The currently proposed way is to add 2 new fields to the database to track:

  1. the compilation (e.g. the EarthChem, the 10Be dataset by Heyman, etc.)
  2. the original publication

These fields can either be directly added to the sample table or can be added as a new datum (similar to the analysis) so they can be rendered along with other data on the individual sample page.

davenquinn commented 3 years ago

For 1: This is the key problem. We'll have to track not only the compilation, but also (in some cases such as IGSN or Geochron) a specific link to the page from which the data was sourced. It's worth keeping in mind also that we will have some cases (hopefully an increasing number as Sparrow becomes more useful!) where data will be sourced from one location but linkable to multiple external compilations.

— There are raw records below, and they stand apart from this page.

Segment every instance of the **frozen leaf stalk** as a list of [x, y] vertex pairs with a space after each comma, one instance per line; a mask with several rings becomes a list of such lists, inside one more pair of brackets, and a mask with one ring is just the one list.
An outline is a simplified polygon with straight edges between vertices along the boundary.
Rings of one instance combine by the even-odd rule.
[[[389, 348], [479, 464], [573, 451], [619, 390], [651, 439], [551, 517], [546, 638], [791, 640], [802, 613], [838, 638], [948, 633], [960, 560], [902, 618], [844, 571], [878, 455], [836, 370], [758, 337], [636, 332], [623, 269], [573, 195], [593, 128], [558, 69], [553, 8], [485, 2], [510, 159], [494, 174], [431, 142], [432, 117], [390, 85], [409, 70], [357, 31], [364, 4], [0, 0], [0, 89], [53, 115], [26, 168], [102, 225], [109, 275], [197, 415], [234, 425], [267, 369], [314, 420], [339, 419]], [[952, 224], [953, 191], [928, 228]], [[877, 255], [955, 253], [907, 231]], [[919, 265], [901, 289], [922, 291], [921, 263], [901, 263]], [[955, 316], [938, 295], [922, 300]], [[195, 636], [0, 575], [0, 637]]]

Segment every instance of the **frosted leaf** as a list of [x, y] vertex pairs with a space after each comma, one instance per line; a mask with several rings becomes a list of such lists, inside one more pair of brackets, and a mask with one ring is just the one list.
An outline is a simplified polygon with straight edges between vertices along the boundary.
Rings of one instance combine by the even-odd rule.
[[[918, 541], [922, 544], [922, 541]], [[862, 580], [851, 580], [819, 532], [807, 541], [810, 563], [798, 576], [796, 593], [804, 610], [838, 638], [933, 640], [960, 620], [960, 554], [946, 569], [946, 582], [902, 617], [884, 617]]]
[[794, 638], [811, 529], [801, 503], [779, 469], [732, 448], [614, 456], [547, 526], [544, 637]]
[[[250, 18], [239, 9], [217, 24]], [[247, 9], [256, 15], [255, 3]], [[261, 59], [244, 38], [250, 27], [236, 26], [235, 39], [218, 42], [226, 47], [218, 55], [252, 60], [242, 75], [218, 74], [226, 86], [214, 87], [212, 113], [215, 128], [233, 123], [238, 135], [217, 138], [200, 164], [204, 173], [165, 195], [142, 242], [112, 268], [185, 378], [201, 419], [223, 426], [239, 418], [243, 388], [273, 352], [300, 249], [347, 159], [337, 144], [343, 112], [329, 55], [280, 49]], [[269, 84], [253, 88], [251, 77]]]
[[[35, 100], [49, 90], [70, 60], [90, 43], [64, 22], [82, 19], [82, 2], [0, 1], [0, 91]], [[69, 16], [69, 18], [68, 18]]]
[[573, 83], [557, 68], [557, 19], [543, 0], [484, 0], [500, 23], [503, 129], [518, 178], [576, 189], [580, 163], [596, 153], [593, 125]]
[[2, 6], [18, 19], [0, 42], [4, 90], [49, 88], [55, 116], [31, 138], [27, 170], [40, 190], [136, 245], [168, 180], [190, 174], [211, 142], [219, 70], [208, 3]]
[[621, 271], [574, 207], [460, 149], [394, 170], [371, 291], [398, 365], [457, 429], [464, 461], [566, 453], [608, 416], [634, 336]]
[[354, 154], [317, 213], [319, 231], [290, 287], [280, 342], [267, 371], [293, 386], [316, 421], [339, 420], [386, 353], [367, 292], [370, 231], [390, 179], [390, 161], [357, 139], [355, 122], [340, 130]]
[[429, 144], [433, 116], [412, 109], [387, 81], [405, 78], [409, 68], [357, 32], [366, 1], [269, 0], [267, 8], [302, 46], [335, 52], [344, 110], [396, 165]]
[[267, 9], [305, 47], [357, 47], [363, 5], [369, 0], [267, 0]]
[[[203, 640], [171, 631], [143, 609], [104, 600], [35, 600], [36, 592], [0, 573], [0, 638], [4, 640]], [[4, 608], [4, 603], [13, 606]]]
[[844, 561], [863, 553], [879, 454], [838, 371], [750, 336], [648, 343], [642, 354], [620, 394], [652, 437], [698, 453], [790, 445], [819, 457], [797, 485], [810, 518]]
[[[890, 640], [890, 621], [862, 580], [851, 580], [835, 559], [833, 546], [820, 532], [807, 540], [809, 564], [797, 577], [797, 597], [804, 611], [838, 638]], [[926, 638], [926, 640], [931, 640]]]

We won't just need to link samples: in some cases sessions (or maybe even projects) are the right level to link to external resources. For example, in the LaserChron lab we have some samples that are measured repeatedly as calibration targets in different projects.

Maybe we need some sort of external_link table that stores source name and link and can be linked to multiple models within Sparrow...

For 2: We have a model to track publications, which can be linked to projects, samples, and sessions. So that should not need a separate field; we should just make sure publication data goes into the database at the correct level for links to be made.